A familiar figure at protests in Cambodia, including the widely decried May trial of the Boeung Kak 13, Sovath is the first Southeast Asian to receive the award, which was established in 1993 and is judged by 10 rights organisations including Amnesty International and Human Rights Watch.

“The intention of the award is to provide recognition and protection,” said Martin Ennals Foundation director Michael Khambatta, adding that Sovath “has an innovative approach to human rights defence” and is a “forceful advocate” against forced evictions, which deserve more international attention.

According to Dr Pung Chhiv Kek, president of rights group Licadho, which has worked closely with the Buddhist monk, “he is the rare monk who is willing to use his standing as a religious authority figure to speak out against injustices in Cambodia …This is very threatening to authorities, because most Cambodians are very religious people”.

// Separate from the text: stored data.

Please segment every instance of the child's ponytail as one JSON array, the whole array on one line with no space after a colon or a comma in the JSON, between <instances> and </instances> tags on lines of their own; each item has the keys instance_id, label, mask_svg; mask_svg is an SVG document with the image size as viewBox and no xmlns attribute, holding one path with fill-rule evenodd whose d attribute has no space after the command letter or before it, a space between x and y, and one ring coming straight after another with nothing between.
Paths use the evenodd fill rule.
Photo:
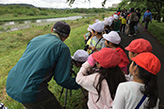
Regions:
<instances>
[{"instance_id":1,"label":"child's ponytail","mask_svg":"<svg viewBox=\"0 0 164 109\"><path fill-rule=\"evenodd\" d=\"M158 100L157 76L149 73L142 67L139 68L139 78L143 80L145 86L141 87L141 92L148 97L145 108L151 109L156 106Z\"/></svg>"}]
</instances>

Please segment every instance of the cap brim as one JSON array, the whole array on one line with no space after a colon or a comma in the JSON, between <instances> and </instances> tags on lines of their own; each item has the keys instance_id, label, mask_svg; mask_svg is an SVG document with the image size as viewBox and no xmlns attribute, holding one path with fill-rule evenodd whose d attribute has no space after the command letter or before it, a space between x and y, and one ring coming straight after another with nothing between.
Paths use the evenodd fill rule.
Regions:
<instances>
[{"instance_id":1,"label":"cap brim","mask_svg":"<svg viewBox=\"0 0 164 109\"><path fill-rule=\"evenodd\" d=\"M125 50L127 50L127 51L130 51L130 48L129 48L129 46L125 47Z\"/></svg>"},{"instance_id":2,"label":"cap brim","mask_svg":"<svg viewBox=\"0 0 164 109\"><path fill-rule=\"evenodd\" d=\"M71 56L71 58L72 58L73 60L75 60L75 58L74 58L73 56Z\"/></svg>"},{"instance_id":3,"label":"cap brim","mask_svg":"<svg viewBox=\"0 0 164 109\"><path fill-rule=\"evenodd\" d=\"M105 39L105 40L108 40L108 34L103 34L103 38ZM108 40L109 41L109 40Z\"/></svg>"},{"instance_id":4,"label":"cap brim","mask_svg":"<svg viewBox=\"0 0 164 109\"><path fill-rule=\"evenodd\" d=\"M89 25L89 28L93 29L93 25Z\"/></svg>"}]
</instances>

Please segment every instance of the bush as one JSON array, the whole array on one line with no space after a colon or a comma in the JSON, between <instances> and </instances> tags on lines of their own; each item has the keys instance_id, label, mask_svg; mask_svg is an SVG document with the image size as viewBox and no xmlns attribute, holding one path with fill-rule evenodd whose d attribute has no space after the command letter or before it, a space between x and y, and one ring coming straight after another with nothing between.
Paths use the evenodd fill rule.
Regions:
<instances>
[{"instance_id":1,"label":"bush","mask_svg":"<svg viewBox=\"0 0 164 109\"><path fill-rule=\"evenodd\" d=\"M18 14L13 14L13 17L18 17Z\"/></svg>"},{"instance_id":2,"label":"bush","mask_svg":"<svg viewBox=\"0 0 164 109\"><path fill-rule=\"evenodd\" d=\"M17 33L17 35L18 35L18 36L23 36L23 34L22 34L22 33Z\"/></svg>"},{"instance_id":3,"label":"bush","mask_svg":"<svg viewBox=\"0 0 164 109\"><path fill-rule=\"evenodd\" d=\"M48 15L46 12L40 12L39 15Z\"/></svg>"},{"instance_id":4,"label":"bush","mask_svg":"<svg viewBox=\"0 0 164 109\"><path fill-rule=\"evenodd\" d=\"M36 13L35 12L28 12L26 15L28 16L34 16Z\"/></svg>"}]
</instances>

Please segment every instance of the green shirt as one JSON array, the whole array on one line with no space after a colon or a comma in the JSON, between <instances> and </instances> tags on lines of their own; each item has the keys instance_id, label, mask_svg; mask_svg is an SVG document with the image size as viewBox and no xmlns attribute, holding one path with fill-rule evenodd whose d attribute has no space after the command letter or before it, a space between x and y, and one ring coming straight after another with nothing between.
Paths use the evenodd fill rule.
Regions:
<instances>
[{"instance_id":1,"label":"green shirt","mask_svg":"<svg viewBox=\"0 0 164 109\"><path fill-rule=\"evenodd\" d=\"M50 71L53 66L55 68ZM6 91L21 103L39 101L47 96L48 82L52 77L64 88L78 89L75 78L70 76L70 67L70 50L57 36L35 37L9 72Z\"/></svg>"}]
</instances>

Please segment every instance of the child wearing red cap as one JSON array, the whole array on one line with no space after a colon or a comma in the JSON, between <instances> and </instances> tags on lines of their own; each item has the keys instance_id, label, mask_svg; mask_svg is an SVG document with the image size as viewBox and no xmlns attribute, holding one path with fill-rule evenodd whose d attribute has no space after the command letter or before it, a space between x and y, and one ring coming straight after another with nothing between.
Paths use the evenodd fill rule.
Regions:
<instances>
[{"instance_id":1,"label":"child wearing red cap","mask_svg":"<svg viewBox=\"0 0 164 109\"><path fill-rule=\"evenodd\" d=\"M105 45L118 52L121 57L121 62L118 64L118 66L124 71L125 74L128 74L127 66L129 65L129 59L120 46L121 37L119 34L116 31L111 31L108 34L103 34L103 37L105 39Z\"/></svg>"},{"instance_id":2,"label":"child wearing red cap","mask_svg":"<svg viewBox=\"0 0 164 109\"><path fill-rule=\"evenodd\" d=\"M119 84L113 109L158 109L157 73L160 68L159 59L150 52L133 57L129 68L133 81Z\"/></svg>"},{"instance_id":3,"label":"child wearing red cap","mask_svg":"<svg viewBox=\"0 0 164 109\"><path fill-rule=\"evenodd\" d=\"M125 49L129 51L129 58L131 59L142 52L151 52L152 45L148 40L139 38L133 40Z\"/></svg>"},{"instance_id":4,"label":"child wearing red cap","mask_svg":"<svg viewBox=\"0 0 164 109\"><path fill-rule=\"evenodd\" d=\"M76 82L88 90L89 109L110 109L112 107L118 84L126 81L124 73L118 67L120 61L119 54L113 49L102 48L90 55L82 65ZM95 63L99 68L98 71L91 70Z\"/></svg>"}]
</instances>

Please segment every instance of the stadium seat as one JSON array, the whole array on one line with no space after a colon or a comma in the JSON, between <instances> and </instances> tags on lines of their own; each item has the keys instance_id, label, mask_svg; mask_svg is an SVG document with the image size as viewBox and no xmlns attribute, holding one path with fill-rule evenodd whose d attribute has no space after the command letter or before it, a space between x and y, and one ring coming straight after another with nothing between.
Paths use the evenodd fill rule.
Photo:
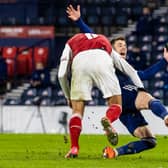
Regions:
<instances>
[{"instance_id":1,"label":"stadium seat","mask_svg":"<svg viewBox=\"0 0 168 168\"><path fill-rule=\"evenodd\" d=\"M69 24L69 19L66 16L66 11L64 8L57 9L57 15L55 20L56 26L67 26Z\"/></svg>"},{"instance_id":2,"label":"stadium seat","mask_svg":"<svg viewBox=\"0 0 168 168\"><path fill-rule=\"evenodd\" d=\"M113 26L114 20L112 16L104 15L100 18L101 25L103 26Z\"/></svg>"},{"instance_id":3,"label":"stadium seat","mask_svg":"<svg viewBox=\"0 0 168 168\"><path fill-rule=\"evenodd\" d=\"M20 47L17 57L17 73L18 75L28 75L33 71L32 49ZM25 50L26 49L26 50Z\"/></svg>"},{"instance_id":4,"label":"stadium seat","mask_svg":"<svg viewBox=\"0 0 168 168\"><path fill-rule=\"evenodd\" d=\"M138 42L138 37L135 34L129 34L126 37L127 45L136 44Z\"/></svg>"},{"instance_id":5,"label":"stadium seat","mask_svg":"<svg viewBox=\"0 0 168 168\"><path fill-rule=\"evenodd\" d=\"M91 26L97 26L97 25L99 25L99 17L98 16L88 16L87 17L87 22L88 22L88 24L89 25L91 25Z\"/></svg>"},{"instance_id":6,"label":"stadium seat","mask_svg":"<svg viewBox=\"0 0 168 168\"><path fill-rule=\"evenodd\" d=\"M156 51L157 52L163 52L163 48L164 48L165 44L158 44L156 46Z\"/></svg>"},{"instance_id":7,"label":"stadium seat","mask_svg":"<svg viewBox=\"0 0 168 168\"><path fill-rule=\"evenodd\" d=\"M51 101L51 99L50 98L43 98L42 100L41 100L41 104L40 104L41 106L51 106L52 105L52 101Z\"/></svg>"},{"instance_id":8,"label":"stadium seat","mask_svg":"<svg viewBox=\"0 0 168 168\"><path fill-rule=\"evenodd\" d=\"M168 37L165 35L160 35L156 37L157 43L166 43L168 40Z\"/></svg>"},{"instance_id":9,"label":"stadium seat","mask_svg":"<svg viewBox=\"0 0 168 168\"><path fill-rule=\"evenodd\" d=\"M151 35L142 35L139 36L140 43L150 43L152 42L152 36Z\"/></svg>"},{"instance_id":10,"label":"stadium seat","mask_svg":"<svg viewBox=\"0 0 168 168\"><path fill-rule=\"evenodd\" d=\"M127 26L128 25L128 16L127 14L118 14L115 16L115 24L117 26L121 26L121 27L124 27L124 26Z\"/></svg>"},{"instance_id":11,"label":"stadium seat","mask_svg":"<svg viewBox=\"0 0 168 168\"><path fill-rule=\"evenodd\" d=\"M157 25L155 28L155 34L157 35L167 35L168 29L167 26Z\"/></svg>"},{"instance_id":12,"label":"stadium seat","mask_svg":"<svg viewBox=\"0 0 168 168\"><path fill-rule=\"evenodd\" d=\"M115 16L116 9L113 6L102 6L101 8L101 16Z\"/></svg>"},{"instance_id":13,"label":"stadium seat","mask_svg":"<svg viewBox=\"0 0 168 168\"><path fill-rule=\"evenodd\" d=\"M20 105L20 99L7 98L4 105Z\"/></svg>"},{"instance_id":14,"label":"stadium seat","mask_svg":"<svg viewBox=\"0 0 168 168\"><path fill-rule=\"evenodd\" d=\"M16 47L3 47L2 56L4 58L14 59L17 54Z\"/></svg>"},{"instance_id":15,"label":"stadium seat","mask_svg":"<svg viewBox=\"0 0 168 168\"><path fill-rule=\"evenodd\" d=\"M25 101L22 102L23 105L33 105L33 99L27 99Z\"/></svg>"},{"instance_id":16,"label":"stadium seat","mask_svg":"<svg viewBox=\"0 0 168 168\"><path fill-rule=\"evenodd\" d=\"M48 88L42 90L41 95L43 97L51 97L51 95L52 95L52 89L50 87L48 87Z\"/></svg>"},{"instance_id":17,"label":"stadium seat","mask_svg":"<svg viewBox=\"0 0 168 168\"><path fill-rule=\"evenodd\" d=\"M15 74L15 60L6 58L6 64L7 64L7 74L8 77L11 78Z\"/></svg>"},{"instance_id":18,"label":"stadium seat","mask_svg":"<svg viewBox=\"0 0 168 168\"><path fill-rule=\"evenodd\" d=\"M35 88L29 88L25 91L25 95L29 97L35 97L37 96L37 90Z\"/></svg>"},{"instance_id":19,"label":"stadium seat","mask_svg":"<svg viewBox=\"0 0 168 168\"><path fill-rule=\"evenodd\" d=\"M151 52L152 51L152 45L150 43L149 44L148 43L141 44L140 48L144 52Z\"/></svg>"},{"instance_id":20,"label":"stadium seat","mask_svg":"<svg viewBox=\"0 0 168 168\"><path fill-rule=\"evenodd\" d=\"M168 17L166 16L167 14L164 14L162 16L157 17L157 21L159 25L166 25L168 24Z\"/></svg>"},{"instance_id":21,"label":"stadium seat","mask_svg":"<svg viewBox=\"0 0 168 168\"><path fill-rule=\"evenodd\" d=\"M163 98L163 90L157 89L152 93L152 95L157 99L162 99Z\"/></svg>"},{"instance_id":22,"label":"stadium seat","mask_svg":"<svg viewBox=\"0 0 168 168\"><path fill-rule=\"evenodd\" d=\"M35 47L34 48L34 62L43 62L44 66L48 62L49 50L48 47Z\"/></svg>"},{"instance_id":23,"label":"stadium seat","mask_svg":"<svg viewBox=\"0 0 168 168\"><path fill-rule=\"evenodd\" d=\"M162 81L162 80L156 81L154 86L156 89L163 89L164 81Z\"/></svg>"}]
</instances>

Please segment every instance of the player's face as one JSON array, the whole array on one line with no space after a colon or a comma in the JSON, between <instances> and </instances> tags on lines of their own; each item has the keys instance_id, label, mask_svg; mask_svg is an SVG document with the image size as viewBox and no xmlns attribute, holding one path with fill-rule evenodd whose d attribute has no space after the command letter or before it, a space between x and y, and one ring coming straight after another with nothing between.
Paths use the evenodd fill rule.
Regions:
<instances>
[{"instance_id":1,"label":"player's face","mask_svg":"<svg viewBox=\"0 0 168 168\"><path fill-rule=\"evenodd\" d=\"M121 55L122 58L126 59L127 44L124 40L116 40L114 42L113 48Z\"/></svg>"}]
</instances>

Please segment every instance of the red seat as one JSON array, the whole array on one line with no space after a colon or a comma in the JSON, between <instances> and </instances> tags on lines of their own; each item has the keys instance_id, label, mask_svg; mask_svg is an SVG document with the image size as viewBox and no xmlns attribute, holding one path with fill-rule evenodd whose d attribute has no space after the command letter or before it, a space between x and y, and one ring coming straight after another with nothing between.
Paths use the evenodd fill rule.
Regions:
<instances>
[{"instance_id":1,"label":"red seat","mask_svg":"<svg viewBox=\"0 0 168 168\"><path fill-rule=\"evenodd\" d=\"M16 47L4 47L2 56L4 58L14 59L16 56L17 48Z\"/></svg>"},{"instance_id":2,"label":"red seat","mask_svg":"<svg viewBox=\"0 0 168 168\"><path fill-rule=\"evenodd\" d=\"M13 77L14 76L14 71L15 71L15 61L14 61L14 59L7 58L6 59L6 64L7 64L8 77Z\"/></svg>"},{"instance_id":3,"label":"red seat","mask_svg":"<svg viewBox=\"0 0 168 168\"><path fill-rule=\"evenodd\" d=\"M43 62L44 66L47 65L49 50L48 47L35 47L34 48L34 61Z\"/></svg>"},{"instance_id":4,"label":"red seat","mask_svg":"<svg viewBox=\"0 0 168 168\"><path fill-rule=\"evenodd\" d=\"M32 49L24 50L25 48L26 47L19 48L19 55L17 57L17 74L18 75L31 74L33 71Z\"/></svg>"}]
</instances>

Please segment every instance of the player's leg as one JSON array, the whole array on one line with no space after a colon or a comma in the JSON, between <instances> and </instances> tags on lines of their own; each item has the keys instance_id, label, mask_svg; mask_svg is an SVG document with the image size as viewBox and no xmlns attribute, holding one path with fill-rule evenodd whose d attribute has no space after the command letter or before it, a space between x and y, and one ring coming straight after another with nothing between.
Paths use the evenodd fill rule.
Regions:
<instances>
[{"instance_id":1,"label":"player's leg","mask_svg":"<svg viewBox=\"0 0 168 168\"><path fill-rule=\"evenodd\" d=\"M122 99L121 95L114 95L107 98L107 103L109 108L106 111L106 117L112 123L113 121L117 120L122 112Z\"/></svg>"},{"instance_id":2,"label":"player's leg","mask_svg":"<svg viewBox=\"0 0 168 168\"><path fill-rule=\"evenodd\" d=\"M98 57L101 58L101 61L99 64L96 62L98 69L96 69L95 75L92 75L92 79L94 84L101 90L104 99L107 100L109 107L101 123L110 143L116 145L118 139L115 136L116 132L115 134L113 132L111 122L118 119L121 114L121 89L111 58L104 51L100 51L100 53Z\"/></svg>"},{"instance_id":3,"label":"player's leg","mask_svg":"<svg viewBox=\"0 0 168 168\"><path fill-rule=\"evenodd\" d=\"M149 102L149 109L151 109L156 116L162 118L165 122L165 125L168 127L168 111L159 100L152 99Z\"/></svg>"},{"instance_id":4,"label":"player's leg","mask_svg":"<svg viewBox=\"0 0 168 168\"><path fill-rule=\"evenodd\" d=\"M116 151L118 156L140 153L156 146L156 138L152 136L152 133L147 126L138 127L134 132L134 136L140 138L140 140L130 142L117 148Z\"/></svg>"},{"instance_id":5,"label":"player's leg","mask_svg":"<svg viewBox=\"0 0 168 168\"><path fill-rule=\"evenodd\" d=\"M165 125L168 126L168 111L165 106L152 97L147 92L139 92L135 100L137 109L151 109L151 111L158 117L162 118Z\"/></svg>"},{"instance_id":6,"label":"player's leg","mask_svg":"<svg viewBox=\"0 0 168 168\"><path fill-rule=\"evenodd\" d=\"M79 152L79 137L82 130L82 116L84 112L84 101L72 101L72 116L69 120L69 133L71 149L65 155L66 158L77 157Z\"/></svg>"},{"instance_id":7,"label":"player's leg","mask_svg":"<svg viewBox=\"0 0 168 168\"><path fill-rule=\"evenodd\" d=\"M133 136L140 138L140 140L130 142L116 149L106 147L103 151L104 157L114 158L121 155L136 154L156 146L156 139L147 127L147 122L140 112L122 115L120 120L128 131Z\"/></svg>"},{"instance_id":8,"label":"player's leg","mask_svg":"<svg viewBox=\"0 0 168 168\"><path fill-rule=\"evenodd\" d=\"M82 117L84 115L85 101L91 100L92 80L86 69L86 56L78 55L72 64L71 77L71 105L72 116L69 120L69 133L71 139L71 149L65 155L77 157L79 152L79 137L82 130ZM90 70L91 72L91 70Z\"/></svg>"},{"instance_id":9,"label":"player's leg","mask_svg":"<svg viewBox=\"0 0 168 168\"><path fill-rule=\"evenodd\" d=\"M143 129L146 132L148 131L148 128L146 126L137 129ZM156 146L156 138L147 136L141 138L139 141L129 142L128 144L118 147L116 149L113 149L111 147L105 147L103 150L103 156L105 158L115 158L121 155L136 154L145 150L152 149L155 146Z\"/></svg>"},{"instance_id":10,"label":"player's leg","mask_svg":"<svg viewBox=\"0 0 168 168\"><path fill-rule=\"evenodd\" d=\"M100 63L96 62L97 69L92 75L94 84L101 90L103 98L107 100L108 109L106 116L110 122L115 121L121 114L121 89L118 78L115 74L114 65L111 58L105 51L99 51L96 59L100 59Z\"/></svg>"},{"instance_id":11,"label":"player's leg","mask_svg":"<svg viewBox=\"0 0 168 168\"><path fill-rule=\"evenodd\" d=\"M112 145L117 145L118 134L112 127L112 122L117 120L121 114L121 95L115 95L107 99L109 107L106 116L101 119L102 126L106 132L107 139Z\"/></svg>"}]
</instances>

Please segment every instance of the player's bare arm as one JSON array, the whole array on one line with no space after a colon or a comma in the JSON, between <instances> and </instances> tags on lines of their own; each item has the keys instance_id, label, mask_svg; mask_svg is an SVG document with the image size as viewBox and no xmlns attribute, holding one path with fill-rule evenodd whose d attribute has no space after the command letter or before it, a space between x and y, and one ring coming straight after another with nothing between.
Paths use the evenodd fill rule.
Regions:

Known as “the multimedia monk”, Sovath has been filming confrontations with the government since 2009, when his video of police violently evicting villagers in Siem Reap province’s Chi Kraeng district undermined police claims that they had fired into the crowd in self-defence.

Since then, Sovath has supported the land claims of several communities, including those of Boeung Kak and Borei Keila, leading religious authorities to ban him from all pagodas in the capital and his province of Siem Reap last year.

In May, he himself became a YouTube hit when he was filmed being forced into a car at the aforementioned Boeung Kak protest, after which religious authorities threatened to defrock him if he did not cease his activism.